Zur Nichtigkeitsbeschwerde des Angeklagten

Tilo F***:

Der Vorwurf, die Angaben der in der Hauptverhandlung in seiner Abwesenheit vernommenen Mitangeklagten seien dem Beschwerdeführer nicht zur Kenntnis gebracht worden, ist unzutreffend. Denn dem Hauptverhandlungsprotokoll (vgl. II/S 91) ist zu entnehmen, daß der Beschwerdeführer über den Inhalt der während seiner Abwesenheit abgelegten Aussagen entsprechend der Vorschrift des § 250 Abs. 1 StPO informiert wurde. Zweifel an der Richtigkeit dieser Protokollierung sind auf Grund des Ergebnisses der vom Obersten Gerichtshof hiezu durchgeführten Erhebungen (§ 285 f StPO) auszuschließen. Denn die beeidete Schriftführerin Gabriele P*** bekräftigte unter Bezugnahme auf ihre stenographische Mitschrift, daß die kritisierte und zu überprüfende Formulierung den tatsächlichen Verhandlungsverlauf korrekt wiedergibt. Diese Stellungnahme findet zudem eine Stütze in der schriftlichen Äußerung des Beschwerdeführers vom 6.April 1990, aus der hervorgeht, daß dem Angeklagten die Aussagen der vernommenen Mitangeklagten in ihrem wesentlichen Inhalt (Übereinstimmung mit seinem schriftlichen Geständnis) mitgeteilt wurden.

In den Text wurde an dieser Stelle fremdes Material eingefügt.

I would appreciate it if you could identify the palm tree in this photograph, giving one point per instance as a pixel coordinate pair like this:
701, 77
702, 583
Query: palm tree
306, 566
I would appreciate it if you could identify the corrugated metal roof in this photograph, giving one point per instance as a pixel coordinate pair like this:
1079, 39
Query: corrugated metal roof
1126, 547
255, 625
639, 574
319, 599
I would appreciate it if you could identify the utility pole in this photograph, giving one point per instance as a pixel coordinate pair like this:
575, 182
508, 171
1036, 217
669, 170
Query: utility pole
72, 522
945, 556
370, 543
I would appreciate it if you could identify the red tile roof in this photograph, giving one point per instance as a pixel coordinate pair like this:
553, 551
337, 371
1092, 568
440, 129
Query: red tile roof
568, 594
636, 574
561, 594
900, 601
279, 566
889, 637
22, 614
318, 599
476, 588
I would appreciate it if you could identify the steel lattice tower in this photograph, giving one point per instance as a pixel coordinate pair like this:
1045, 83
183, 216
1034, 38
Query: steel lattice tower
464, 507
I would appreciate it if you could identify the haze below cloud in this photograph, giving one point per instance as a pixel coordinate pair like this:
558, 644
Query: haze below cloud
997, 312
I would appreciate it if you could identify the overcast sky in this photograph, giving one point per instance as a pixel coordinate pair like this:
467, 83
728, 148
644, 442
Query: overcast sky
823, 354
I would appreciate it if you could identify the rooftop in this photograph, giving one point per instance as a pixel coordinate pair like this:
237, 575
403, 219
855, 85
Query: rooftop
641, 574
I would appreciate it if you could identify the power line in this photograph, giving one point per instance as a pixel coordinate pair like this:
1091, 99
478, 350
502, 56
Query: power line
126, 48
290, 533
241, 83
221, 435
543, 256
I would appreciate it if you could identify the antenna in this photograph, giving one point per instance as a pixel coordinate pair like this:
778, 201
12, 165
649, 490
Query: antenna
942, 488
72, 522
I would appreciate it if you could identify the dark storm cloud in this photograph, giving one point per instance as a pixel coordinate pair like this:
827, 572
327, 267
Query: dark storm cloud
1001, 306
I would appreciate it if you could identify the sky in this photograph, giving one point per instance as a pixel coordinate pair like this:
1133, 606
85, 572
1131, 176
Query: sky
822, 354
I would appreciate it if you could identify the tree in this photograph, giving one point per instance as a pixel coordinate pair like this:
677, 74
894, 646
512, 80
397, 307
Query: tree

Der behauptete Nichtigkeitsgrund der Z 3 des § 281 Abs. 1 StPO liegt daher nicht vor.

Die Mängelrüge geht davon aus, daß der Beschwerdeführer vom Erstgericht als "Haupttäter" und "Anführer" der Mitangeklagten angesehen worden sei, wofür das Urteil jede Begründung vermissen lasse.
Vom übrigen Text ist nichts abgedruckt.